Speaking at the official launch of the National Cybersecurity Awareness Month 2021, Dr. Opoku-Afari said it “has become more important than ever and policymakers need to internalise this fact in their discourse”.
Banks have become vulnerable to cyber attacks - Dep. BoG Governor
First Deputy Governor of the Bank of Ghana, Dr Maxwell Opoku-Afari has noted that the expansion of banking operations on digital platforms has led to banks in the country becoming vulnerable to cyberattacks.
“We are all aware that the banking sector is one critical institution whose role is to support growth. Over the years, banks have progressively moved to digitise their operations and in the process have become vulnerable to cyberattacks” Dr Opoku-Afari noted at the event which happened on Friday, October 1.
He also added that Ghana’s inability to put in place policies to protect the infrastructure of banks from attacks can prevent any form of destruction of the banking sector.
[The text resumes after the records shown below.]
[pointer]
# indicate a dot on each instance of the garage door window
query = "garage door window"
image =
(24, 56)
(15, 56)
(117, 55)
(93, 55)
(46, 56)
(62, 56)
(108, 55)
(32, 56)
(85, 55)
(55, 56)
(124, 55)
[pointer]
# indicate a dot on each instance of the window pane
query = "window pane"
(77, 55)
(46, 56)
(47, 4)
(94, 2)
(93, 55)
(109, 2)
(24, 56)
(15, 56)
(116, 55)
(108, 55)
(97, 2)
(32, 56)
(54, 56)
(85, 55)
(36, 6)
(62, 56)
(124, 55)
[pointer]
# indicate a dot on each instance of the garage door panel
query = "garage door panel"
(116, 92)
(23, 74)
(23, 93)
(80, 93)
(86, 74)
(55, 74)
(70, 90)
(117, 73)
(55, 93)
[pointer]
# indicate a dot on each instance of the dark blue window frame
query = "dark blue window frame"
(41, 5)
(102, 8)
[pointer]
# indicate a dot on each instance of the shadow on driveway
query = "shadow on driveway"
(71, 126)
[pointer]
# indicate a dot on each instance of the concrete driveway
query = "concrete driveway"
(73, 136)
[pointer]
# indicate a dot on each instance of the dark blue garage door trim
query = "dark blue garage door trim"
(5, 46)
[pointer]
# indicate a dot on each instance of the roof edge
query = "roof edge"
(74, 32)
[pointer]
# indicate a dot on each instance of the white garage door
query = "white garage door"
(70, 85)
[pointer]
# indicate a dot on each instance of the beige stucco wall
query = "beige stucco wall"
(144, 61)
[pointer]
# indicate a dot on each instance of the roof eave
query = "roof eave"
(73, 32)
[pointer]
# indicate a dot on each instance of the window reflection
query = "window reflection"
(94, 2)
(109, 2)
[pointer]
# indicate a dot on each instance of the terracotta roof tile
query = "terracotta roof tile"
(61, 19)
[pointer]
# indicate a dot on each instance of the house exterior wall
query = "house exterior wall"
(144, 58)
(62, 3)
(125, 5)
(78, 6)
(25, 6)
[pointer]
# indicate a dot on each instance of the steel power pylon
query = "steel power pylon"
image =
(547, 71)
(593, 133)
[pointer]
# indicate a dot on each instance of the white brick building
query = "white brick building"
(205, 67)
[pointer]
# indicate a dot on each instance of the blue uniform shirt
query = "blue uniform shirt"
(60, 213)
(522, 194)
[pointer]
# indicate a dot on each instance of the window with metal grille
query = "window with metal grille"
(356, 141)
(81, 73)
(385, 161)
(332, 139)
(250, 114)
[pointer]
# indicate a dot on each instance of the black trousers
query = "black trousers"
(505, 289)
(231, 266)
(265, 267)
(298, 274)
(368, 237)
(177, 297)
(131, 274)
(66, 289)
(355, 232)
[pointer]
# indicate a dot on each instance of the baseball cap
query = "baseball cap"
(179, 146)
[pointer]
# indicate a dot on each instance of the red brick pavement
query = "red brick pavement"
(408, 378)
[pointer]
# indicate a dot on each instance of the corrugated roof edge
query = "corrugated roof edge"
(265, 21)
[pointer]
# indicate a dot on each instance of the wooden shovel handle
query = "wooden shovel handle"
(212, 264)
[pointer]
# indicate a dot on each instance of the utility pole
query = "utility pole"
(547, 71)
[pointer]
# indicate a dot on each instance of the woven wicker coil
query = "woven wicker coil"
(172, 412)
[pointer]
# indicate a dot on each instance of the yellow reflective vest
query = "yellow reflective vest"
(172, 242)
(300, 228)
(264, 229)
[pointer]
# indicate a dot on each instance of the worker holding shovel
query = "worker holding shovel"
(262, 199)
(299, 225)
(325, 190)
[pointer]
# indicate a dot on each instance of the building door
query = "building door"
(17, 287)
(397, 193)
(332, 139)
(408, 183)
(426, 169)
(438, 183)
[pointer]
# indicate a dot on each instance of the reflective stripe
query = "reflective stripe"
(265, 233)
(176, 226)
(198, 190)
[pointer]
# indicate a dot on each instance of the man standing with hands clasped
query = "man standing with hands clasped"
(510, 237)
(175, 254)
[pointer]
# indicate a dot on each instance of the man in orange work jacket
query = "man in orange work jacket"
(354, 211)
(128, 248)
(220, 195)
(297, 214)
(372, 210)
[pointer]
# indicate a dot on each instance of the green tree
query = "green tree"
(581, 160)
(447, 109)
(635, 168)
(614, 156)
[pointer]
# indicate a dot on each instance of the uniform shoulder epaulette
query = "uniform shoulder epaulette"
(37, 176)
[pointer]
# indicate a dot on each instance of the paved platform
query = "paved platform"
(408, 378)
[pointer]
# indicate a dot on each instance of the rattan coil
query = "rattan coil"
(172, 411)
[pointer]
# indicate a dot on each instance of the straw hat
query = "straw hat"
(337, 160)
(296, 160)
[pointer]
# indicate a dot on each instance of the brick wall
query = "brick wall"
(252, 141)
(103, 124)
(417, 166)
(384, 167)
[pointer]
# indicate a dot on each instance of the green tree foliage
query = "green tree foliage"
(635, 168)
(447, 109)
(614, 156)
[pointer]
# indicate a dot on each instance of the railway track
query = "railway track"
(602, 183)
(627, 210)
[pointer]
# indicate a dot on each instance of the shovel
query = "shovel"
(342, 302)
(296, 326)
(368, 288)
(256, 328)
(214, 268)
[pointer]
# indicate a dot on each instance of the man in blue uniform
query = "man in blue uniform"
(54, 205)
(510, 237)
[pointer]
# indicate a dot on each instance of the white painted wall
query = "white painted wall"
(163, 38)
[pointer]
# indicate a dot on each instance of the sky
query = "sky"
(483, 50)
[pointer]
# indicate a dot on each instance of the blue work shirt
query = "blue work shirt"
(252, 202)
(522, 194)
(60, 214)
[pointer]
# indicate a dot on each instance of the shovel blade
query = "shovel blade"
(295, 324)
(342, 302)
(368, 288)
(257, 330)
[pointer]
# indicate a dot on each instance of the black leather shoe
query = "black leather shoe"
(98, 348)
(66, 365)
He said regulating and close monitoring of cyber activities in the banking sector, has become “an important critical role for the central bank”.
“While we pursue this agenda, we need to recognise that regulatory frameworks alone may not be enough to protect the nation’s critical information infrastructure,” he warned.
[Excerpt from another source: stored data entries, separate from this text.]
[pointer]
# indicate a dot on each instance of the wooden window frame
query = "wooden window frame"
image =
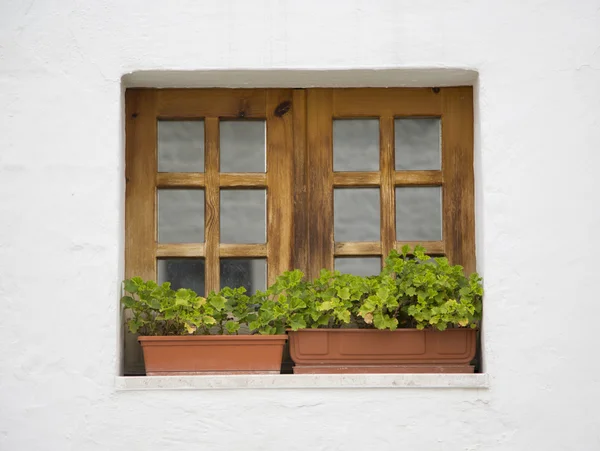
(299, 178)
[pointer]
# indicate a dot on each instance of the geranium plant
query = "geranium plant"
(157, 309)
(413, 290)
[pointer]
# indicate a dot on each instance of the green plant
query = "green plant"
(412, 290)
(160, 310)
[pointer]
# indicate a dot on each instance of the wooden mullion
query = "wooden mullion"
(180, 250)
(320, 183)
(236, 180)
(140, 204)
(300, 158)
(431, 247)
(418, 178)
(458, 172)
(200, 103)
(140, 196)
(212, 205)
(369, 102)
(387, 189)
(356, 179)
(280, 148)
(352, 248)
(180, 180)
(227, 250)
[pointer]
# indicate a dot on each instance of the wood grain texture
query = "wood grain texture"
(180, 250)
(387, 189)
(360, 179)
(457, 166)
(280, 173)
(431, 247)
(140, 191)
(218, 103)
(357, 248)
(320, 182)
(180, 180)
(227, 250)
(140, 204)
(242, 180)
(212, 207)
(300, 177)
(418, 178)
(395, 102)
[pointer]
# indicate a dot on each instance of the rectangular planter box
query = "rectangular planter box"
(316, 351)
(212, 354)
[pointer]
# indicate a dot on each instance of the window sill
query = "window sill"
(241, 382)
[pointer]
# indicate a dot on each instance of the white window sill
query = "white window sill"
(288, 381)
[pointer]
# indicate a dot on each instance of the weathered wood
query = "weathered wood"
(360, 179)
(387, 189)
(457, 165)
(357, 248)
(180, 180)
(375, 102)
(418, 178)
(180, 250)
(218, 103)
(140, 191)
(242, 250)
(300, 158)
(320, 187)
(431, 247)
(242, 180)
(280, 173)
(212, 206)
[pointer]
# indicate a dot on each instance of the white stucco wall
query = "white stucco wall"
(61, 216)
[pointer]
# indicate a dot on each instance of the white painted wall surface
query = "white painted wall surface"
(61, 216)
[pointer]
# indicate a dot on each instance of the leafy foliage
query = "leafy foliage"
(160, 310)
(412, 290)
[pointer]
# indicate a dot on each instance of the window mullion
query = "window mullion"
(212, 206)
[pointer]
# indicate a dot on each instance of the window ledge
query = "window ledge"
(280, 381)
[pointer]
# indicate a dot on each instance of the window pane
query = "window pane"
(181, 146)
(242, 146)
(182, 273)
(356, 145)
(180, 216)
(418, 144)
(248, 273)
(359, 266)
(419, 213)
(356, 214)
(243, 216)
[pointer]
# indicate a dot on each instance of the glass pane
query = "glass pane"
(418, 144)
(356, 214)
(355, 145)
(180, 216)
(359, 266)
(242, 146)
(248, 273)
(419, 213)
(181, 146)
(182, 273)
(243, 216)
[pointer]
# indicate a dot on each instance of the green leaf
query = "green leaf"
(130, 286)
(344, 293)
(128, 301)
(218, 302)
(232, 327)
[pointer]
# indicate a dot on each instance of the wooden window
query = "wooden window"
(349, 173)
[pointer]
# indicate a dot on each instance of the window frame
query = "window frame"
(299, 178)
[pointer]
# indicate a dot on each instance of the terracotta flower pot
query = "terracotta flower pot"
(212, 354)
(316, 351)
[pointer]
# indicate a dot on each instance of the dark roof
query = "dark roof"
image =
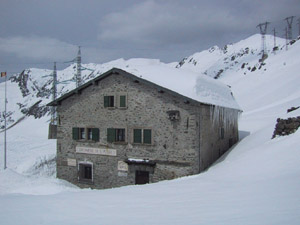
(121, 72)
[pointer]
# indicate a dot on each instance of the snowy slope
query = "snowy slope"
(257, 182)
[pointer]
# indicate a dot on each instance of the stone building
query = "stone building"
(121, 129)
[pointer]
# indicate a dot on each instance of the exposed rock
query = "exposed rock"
(286, 126)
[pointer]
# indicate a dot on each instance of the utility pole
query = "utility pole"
(78, 76)
(299, 25)
(263, 31)
(274, 32)
(4, 74)
(286, 39)
(53, 115)
(289, 21)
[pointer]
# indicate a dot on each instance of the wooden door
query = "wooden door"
(141, 177)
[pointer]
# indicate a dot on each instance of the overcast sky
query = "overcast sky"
(35, 33)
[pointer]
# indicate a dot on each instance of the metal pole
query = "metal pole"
(5, 122)
(78, 78)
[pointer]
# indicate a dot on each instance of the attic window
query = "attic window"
(109, 101)
(174, 115)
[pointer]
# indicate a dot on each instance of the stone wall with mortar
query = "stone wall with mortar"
(175, 144)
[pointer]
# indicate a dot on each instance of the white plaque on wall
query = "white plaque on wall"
(71, 162)
(97, 151)
(122, 174)
(122, 166)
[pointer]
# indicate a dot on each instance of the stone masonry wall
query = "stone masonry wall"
(175, 143)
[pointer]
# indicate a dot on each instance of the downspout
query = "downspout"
(199, 154)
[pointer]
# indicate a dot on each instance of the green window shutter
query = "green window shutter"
(147, 136)
(95, 134)
(137, 136)
(111, 134)
(106, 101)
(123, 101)
(75, 133)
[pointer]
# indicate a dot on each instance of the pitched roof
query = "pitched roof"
(192, 86)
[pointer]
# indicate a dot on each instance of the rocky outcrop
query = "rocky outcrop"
(286, 126)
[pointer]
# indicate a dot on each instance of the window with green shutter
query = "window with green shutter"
(137, 135)
(147, 136)
(122, 101)
(95, 134)
(111, 135)
(109, 101)
(75, 133)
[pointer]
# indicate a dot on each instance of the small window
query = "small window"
(85, 172)
(147, 136)
(142, 136)
(93, 134)
(137, 135)
(109, 101)
(115, 135)
(90, 134)
(75, 133)
(122, 101)
(221, 135)
(120, 135)
(81, 133)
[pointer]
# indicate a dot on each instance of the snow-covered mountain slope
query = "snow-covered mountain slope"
(239, 57)
(256, 182)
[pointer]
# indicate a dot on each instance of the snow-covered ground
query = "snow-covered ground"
(256, 182)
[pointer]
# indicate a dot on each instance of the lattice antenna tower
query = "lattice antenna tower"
(286, 39)
(274, 32)
(263, 30)
(289, 21)
(78, 75)
(54, 94)
(299, 25)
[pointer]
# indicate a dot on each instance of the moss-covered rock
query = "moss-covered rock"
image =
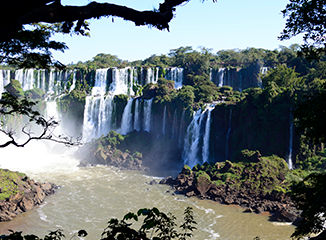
(15, 88)
(18, 193)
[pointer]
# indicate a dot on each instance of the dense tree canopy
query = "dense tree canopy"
(306, 17)
(26, 42)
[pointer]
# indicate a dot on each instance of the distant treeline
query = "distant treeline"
(198, 62)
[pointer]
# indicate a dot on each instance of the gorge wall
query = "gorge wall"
(215, 132)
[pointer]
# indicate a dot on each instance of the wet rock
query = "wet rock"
(153, 182)
(284, 216)
(27, 195)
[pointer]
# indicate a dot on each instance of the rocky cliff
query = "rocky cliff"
(19, 193)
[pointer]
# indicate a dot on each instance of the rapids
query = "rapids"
(89, 197)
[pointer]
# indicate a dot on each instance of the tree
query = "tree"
(25, 42)
(306, 17)
(310, 195)
(29, 48)
(16, 105)
(156, 225)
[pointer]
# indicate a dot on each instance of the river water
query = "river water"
(89, 197)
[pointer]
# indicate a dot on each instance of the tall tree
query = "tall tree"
(31, 48)
(306, 17)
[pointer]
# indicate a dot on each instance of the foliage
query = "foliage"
(282, 76)
(309, 196)
(31, 49)
(310, 114)
(156, 225)
(251, 172)
(306, 17)
(9, 183)
(11, 105)
(101, 60)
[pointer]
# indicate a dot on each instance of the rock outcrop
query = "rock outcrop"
(229, 183)
(19, 194)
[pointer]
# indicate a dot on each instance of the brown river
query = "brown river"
(89, 197)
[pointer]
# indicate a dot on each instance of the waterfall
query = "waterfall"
(147, 115)
(164, 121)
(263, 70)
(137, 115)
(181, 128)
(174, 124)
(205, 152)
(97, 116)
(4, 80)
(121, 81)
(221, 73)
(126, 123)
(191, 145)
(73, 85)
(228, 136)
(175, 74)
(290, 163)
(52, 110)
(41, 79)
(100, 82)
(25, 77)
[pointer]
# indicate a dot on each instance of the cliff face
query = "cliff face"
(254, 124)
(19, 194)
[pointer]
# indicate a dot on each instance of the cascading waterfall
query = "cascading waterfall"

Also speaking at the event, Minister of Communications, Ursula Owusu-Ekuful, indicated that, a successful economy is hinged on a secured, safe and resilient national digital ecosystem.
"Cybersecurity is, therefore, very critical to the economic development of the country and essential to the protection of the rights of individuals within the national digital ecosystem."
The Cyber Security Authority (CSA) has been established by the Cybersecurity Act, 2020 (Act 1038) to regulate cybersecurity activities in the country; to promote the development of cybersecurity in the country and to provide for related matters.